Wohnen: Sie untersuchen den Schweizer Wohnungsmarkt seit Langem und erheben sehr viele Daten dazu. Was zeichnet ihn aus?

Donato Scognamiglio: Der Wohnungsmarkt ist aus ökonomischer Sicht sicherlich ein spezieller Fall. Die gehandelten Objekte sind nicht standardisiert, sondern extrem heterogen. Jede Wohnung ist ein Einzelstück und nicht direkt mit anderen Wohnungen vergleichbar. Im Immobilienmarkt gibt es zudem wenig Bewegung. Nur etwa ein bis zwei Prozent des Gesamtbestandes werden pro Jahr verkauft. Ausserdem ist der Markt teilweise intrans­parent. Aber sein Wert ist gigantisch. Man schätzt, dass in den Schweizer Immobilien etwa 2000 bis 3000 Milliarden Franken investiert sind.

Wie gut funktioniert dieser Markt aus der Aussensicht?

Nicht optimal. Das heisst, in den Zentren, wo viele gerne wohnen möchten, herrscht Knappheit und dort, wo wir weniger Wohnungen bräuchten, ein Überangebot. Eine Wohnung ist zudem nicht ein beliebiges «Nice to have»-Konsumgut, wir alle müssen wohnen. Und wir haben bestimmte Ansprüche, möchten zum Beispiel so nahe wie möglich bei der Arbeitsstelle wohnen. Doch das ist sehr selten möglich. Etwas zugespitzt gesagt: Fast niemand erhält auf dem Wohnungsmarkt genau das, was er oder sie sich wünscht. Und das Vorhandene oder Bezahlbare nimmt man dann mangels Alternativen. Darum wohnen zum Beispiel so viele Menschen in der Agglomeration und pendeln. Sie wollen das eigentlich nicht und würden gerne weniger weit pendeln – aber sie haben keine andere Wahl.

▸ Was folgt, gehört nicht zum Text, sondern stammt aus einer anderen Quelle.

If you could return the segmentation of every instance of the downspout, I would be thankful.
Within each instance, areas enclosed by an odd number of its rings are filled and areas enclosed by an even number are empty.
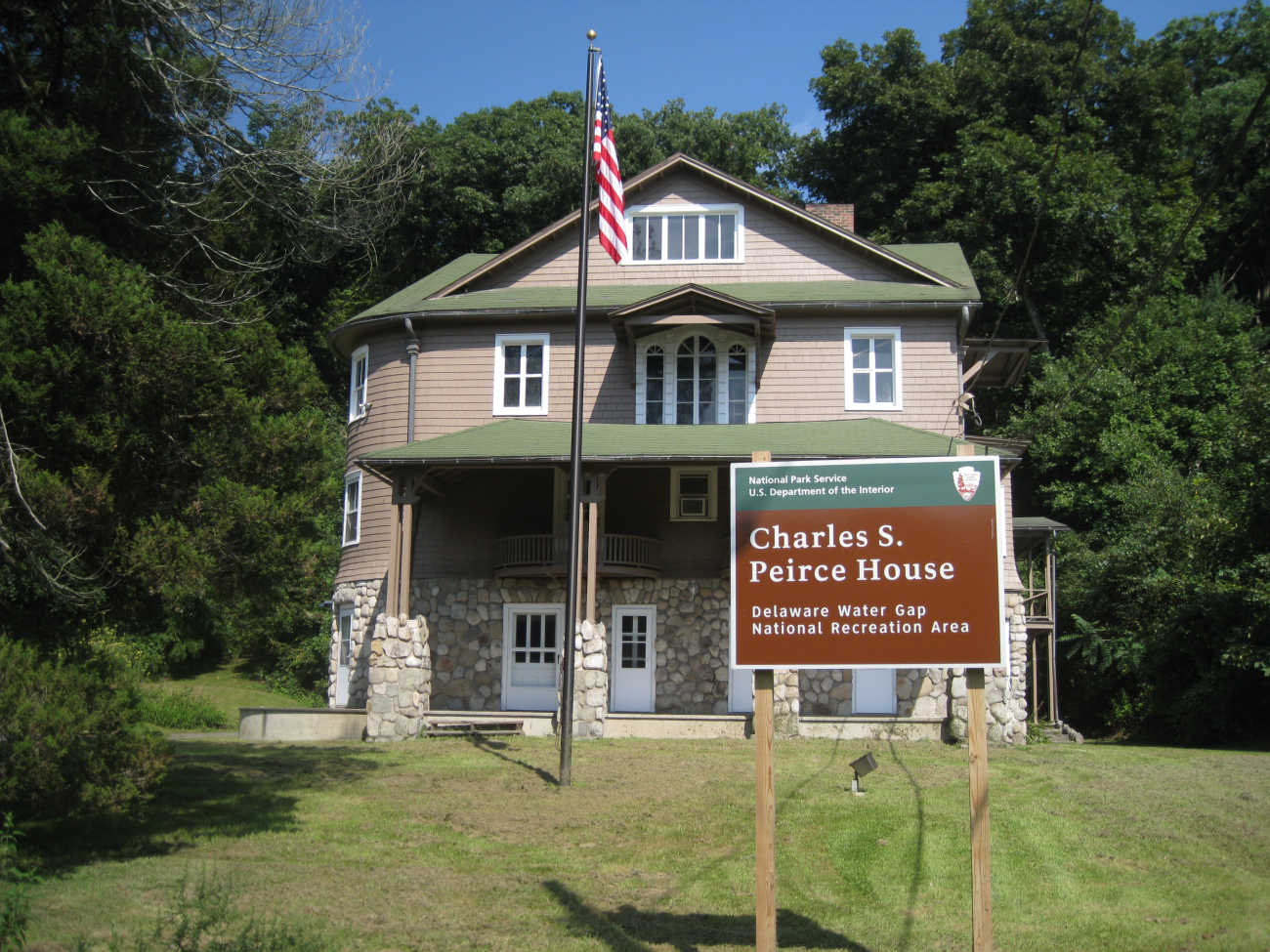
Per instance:
[[[414,333],[410,319],[405,319],[405,333],[410,335],[410,343],[405,345],[405,352],[410,357],[410,392],[406,397],[405,442],[414,443],[414,381],[419,363],[419,338]]]

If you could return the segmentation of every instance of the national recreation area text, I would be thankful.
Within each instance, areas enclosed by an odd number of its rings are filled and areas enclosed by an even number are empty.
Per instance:
[[[738,463],[738,666],[999,664],[994,457]]]

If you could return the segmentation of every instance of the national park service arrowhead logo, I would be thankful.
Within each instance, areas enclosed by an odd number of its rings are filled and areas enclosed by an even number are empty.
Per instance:
[[[982,476],[979,475],[979,471],[973,466],[963,466],[952,473],[952,485],[956,487],[961,499],[969,503],[974,499],[974,494],[979,491],[980,479]]]

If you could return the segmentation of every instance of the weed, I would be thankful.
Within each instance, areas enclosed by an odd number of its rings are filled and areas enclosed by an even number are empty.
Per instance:
[[[0,824],[0,952],[25,948],[30,922],[30,887],[39,882],[33,869],[18,862],[18,836],[13,814]]]
[[[146,688],[141,694],[141,720],[170,730],[221,730],[229,717],[192,688],[183,691]]]
[[[166,906],[150,929],[130,937],[113,934],[107,952],[325,952],[330,948],[311,929],[262,919],[239,906],[234,883],[203,869],[198,877],[185,872],[173,885]],[[76,941],[75,952],[95,952],[86,938]]]

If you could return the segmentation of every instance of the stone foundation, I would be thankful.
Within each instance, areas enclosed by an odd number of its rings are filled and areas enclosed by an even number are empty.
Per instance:
[[[419,616],[380,614],[372,638],[366,739],[413,737],[419,734],[431,698],[428,622]]]
[[[803,713],[851,717],[851,671],[804,668],[799,671]],[[897,668],[898,717],[947,717],[947,677],[942,668]]]
[[[339,605],[353,605],[352,642],[348,664],[348,706],[366,707],[370,685],[371,644],[367,633],[375,627],[375,618],[384,612],[380,590],[384,579],[349,581],[337,585],[331,593],[335,609],[330,619],[330,668],[326,698],[328,706],[335,706],[335,670],[339,666]]]
[[[414,736],[423,712],[499,711],[503,699],[503,605],[563,604],[564,586],[547,579],[415,579],[410,614],[382,613],[382,579],[337,586],[337,604],[353,604],[349,706],[367,706],[373,739]],[[719,579],[606,579],[596,593],[599,622],[575,636],[574,712],[578,736],[599,737],[607,717],[612,608],[654,605],[655,712],[728,713],[730,586]],[[1026,743],[1027,633],[1024,605],[1007,595],[1012,675],[992,669],[986,680],[988,736]],[[337,616],[338,617],[338,616]],[[367,637],[371,632],[371,637]],[[375,647],[384,645],[382,652]],[[338,622],[331,632],[334,698]],[[390,691],[391,687],[391,691]],[[965,737],[964,669],[897,669],[897,716],[946,717]],[[776,729],[796,736],[801,715],[846,717],[851,673],[828,669],[775,674]],[[334,703],[334,702],[331,702]]]
[[[1006,595],[1006,617],[1010,619],[1010,669],[992,668],[983,673],[983,701],[988,708],[988,741],[994,744],[1027,743],[1027,626],[1022,595]],[[949,732],[965,740],[968,725],[965,669],[954,668],[949,685],[952,710]]]
[[[608,716],[608,637],[605,623],[579,622],[573,647],[574,735],[602,737]]]

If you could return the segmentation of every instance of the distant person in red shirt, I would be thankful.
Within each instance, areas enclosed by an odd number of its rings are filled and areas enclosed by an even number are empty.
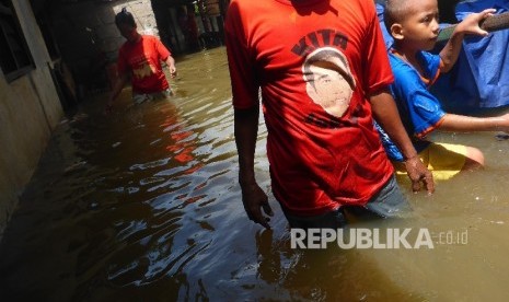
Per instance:
[[[378,24],[373,1],[231,1],[224,31],[239,183],[254,222],[270,228],[273,216],[255,177],[261,108],[270,188],[292,229],[342,228],[345,208],[383,218],[408,208],[373,117],[404,150],[413,189],[433,191],[389,92]]]
[[[161,66],[161,61],[164,61],[170,69],[171,77],[176,77],[175,59],[170,50],[159,38],[139,34],[135,18],[125,8],[115,15],[115,24],[127,42],[118,50],[118,79],[113,86],[106,112],[112,109],[113,102],[129,78],[135,104],[172,95]]]

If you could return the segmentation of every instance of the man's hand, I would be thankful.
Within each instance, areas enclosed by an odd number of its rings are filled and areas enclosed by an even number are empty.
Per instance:
[[[428,194],[432,194],[435,191],[433,175],[428,169],[426,169],[418,155],[414,155],[405,160],[405,167],[406,173],[412,181],[413,191],[420,190],[420,182],[423,182]]]
[[[268,198],[265,191],[256,183],[241,185],[241,187],[242,202],[244,204],[244,209],[250,220],[262,224],[265,229],[270,229],[270,225],[268,224],[270,218],[264,216],[261,210],[261,208],[263,208],[266,214],[269,217],[274,216],[273,209],[270,208],[270,205],[268,205]]]

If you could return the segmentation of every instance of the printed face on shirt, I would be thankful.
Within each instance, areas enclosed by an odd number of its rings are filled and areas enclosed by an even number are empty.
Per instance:
[[[302,69],[311,100],[328,114],[342,117],[355,89],[345,56],[335,48],[320,48],[308,56]]]

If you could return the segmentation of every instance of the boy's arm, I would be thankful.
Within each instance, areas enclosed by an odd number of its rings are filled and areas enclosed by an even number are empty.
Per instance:
[[[479,22],[491,15],[495,11],[495,9],[487,9],[479,13],[470,14],[456,25],[451,38],[440,51],[440,58],[442,59],[441,72],[448,72],[456,62],[465,35],[488,35],[488,32],[479,27]]]
[[[118,74],[118,78],[113,85],[112,93],[109,94],[108,101],[106,102],[106,113],[111,113],[113,108],[113,102],[117,98],[118,94],[120,94],[122,90],[126,85],[129,80],[129,73],[124,72]]]
[[[172,57],[172,55],[167,56],[166,60],[164,61],[167,65],[167,68],[170,69],[170,76],[172,78],[176,77],[176,67],[175,67],[175,59]]]
[[[420,189],[420,182],[423,182],[426,190],[429,194],[433,193],[435,183],[432,174],[417,155],[417,151],[403,127],[391,93],[387,90],[379,91],[370,96],[370,103],[374,119],[385,130],[405,158],[405,166],[412,181],[412,189],[418,191]]]
[[[443,131],[509,131],[509,114],[497,117],[473,117],[446,114],[438,127]]]

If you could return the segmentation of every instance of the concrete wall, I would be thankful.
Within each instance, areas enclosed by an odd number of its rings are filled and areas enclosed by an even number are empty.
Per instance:
[[[62,116],[49,55],[30,1],[13,3],[35,69],[10,83],[0,70],[0,235]]]

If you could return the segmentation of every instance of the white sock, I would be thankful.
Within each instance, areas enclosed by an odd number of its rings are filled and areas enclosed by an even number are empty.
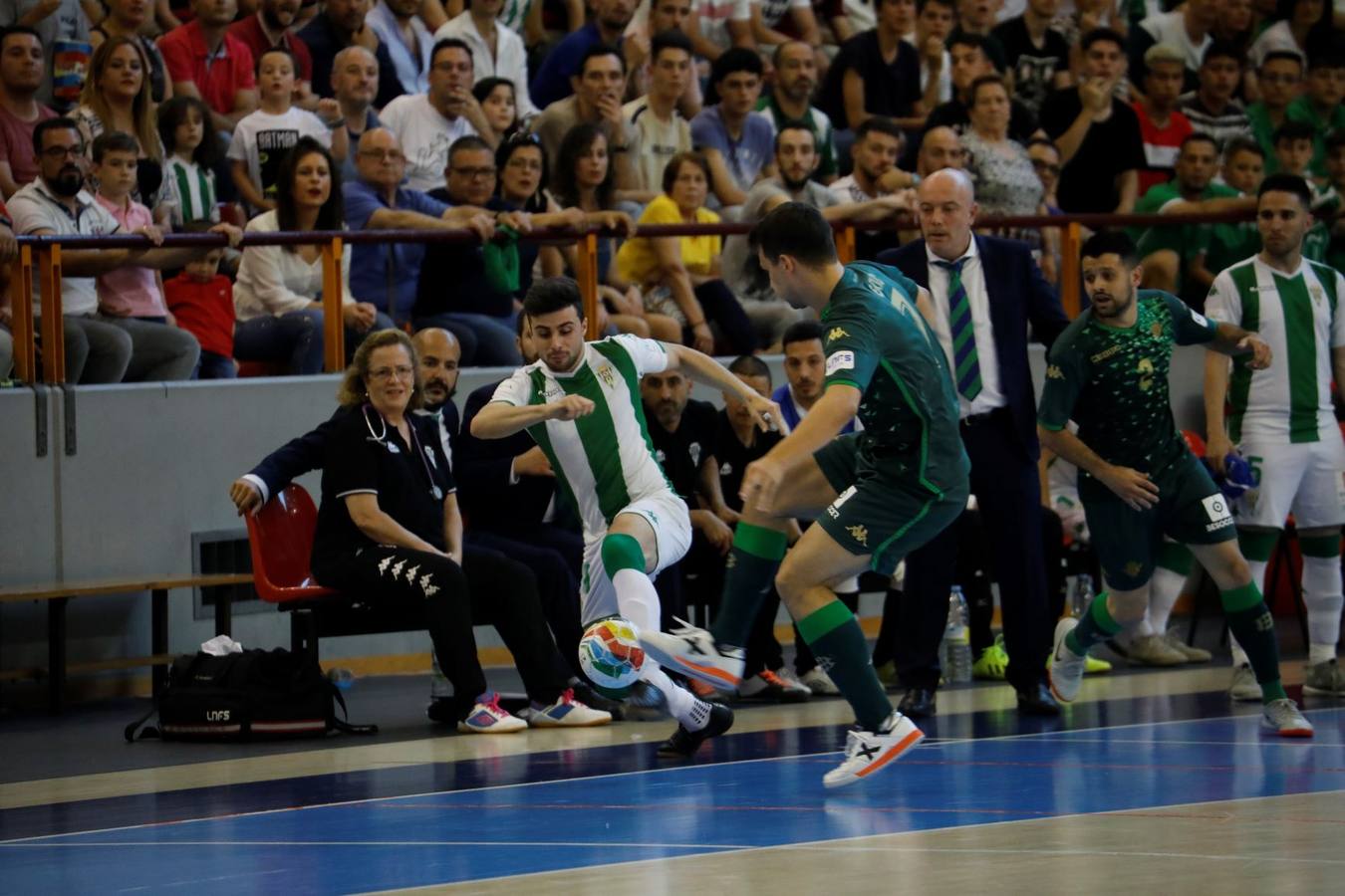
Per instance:
[[[1303,557],[1303,606],[1307,607],[1307,661],[1336,658],[1341,633],[1341,559]]]
[[[1163,635],[1167,633],[1167,619],[1173,614],[1173,606],[1181,596],[1181,587],[1186,583],[1186,576],[1173,570],[1158,567],[1149,580],[1149,610],[1145,621],[1149,623],[1149,634]]]
[[[698,699],[686,688],[674,684],[668,673],[658,664],[646,660],[640,680],[658,688],[668,704],[668,715],[677,719],[687,731],[699,731],[710,721],[710,704]]]
[[[636,629],[658,631],[662,627],[659,592],[650,576],[639,570],[617,570],[612,576],[612,587],[616,588],[616,609]]]

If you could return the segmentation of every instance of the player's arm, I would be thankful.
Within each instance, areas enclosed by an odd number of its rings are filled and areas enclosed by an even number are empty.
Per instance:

Und wie gut funktioniert der Wohnungsmarkt für die Mieterinnen und Mieter?

Gemäss Umfragen funktioniert er gut bis sehr gut, die Zufriedenheit der Mieter ist hoch. Der Anteil der Mietkosten am Haushaltsbudget ist immer noch relativ moderat. Man könnte auch sagen, dass wir in der Schweiz bis heute keine grossen Konflikte haben. Aber: Die stetig steigenden Krankenkassenprämien werden bei dieser Sichtweise ebenso wenig berücksichtigt wie die Erwerbssituation. Früher reichte es, wenn in einem Paarhaushalt jemand arbeiten ging. Heute müssen häufig beide arbeiten, damit es reicht. Und durchschnittliche Zahlen sagen wenig über die Situation der wenig Privilegierten. Für Gutverdiener ist der Wohnungsmarkt anders als für Alleinerziehende, Ältere oder Ärmere.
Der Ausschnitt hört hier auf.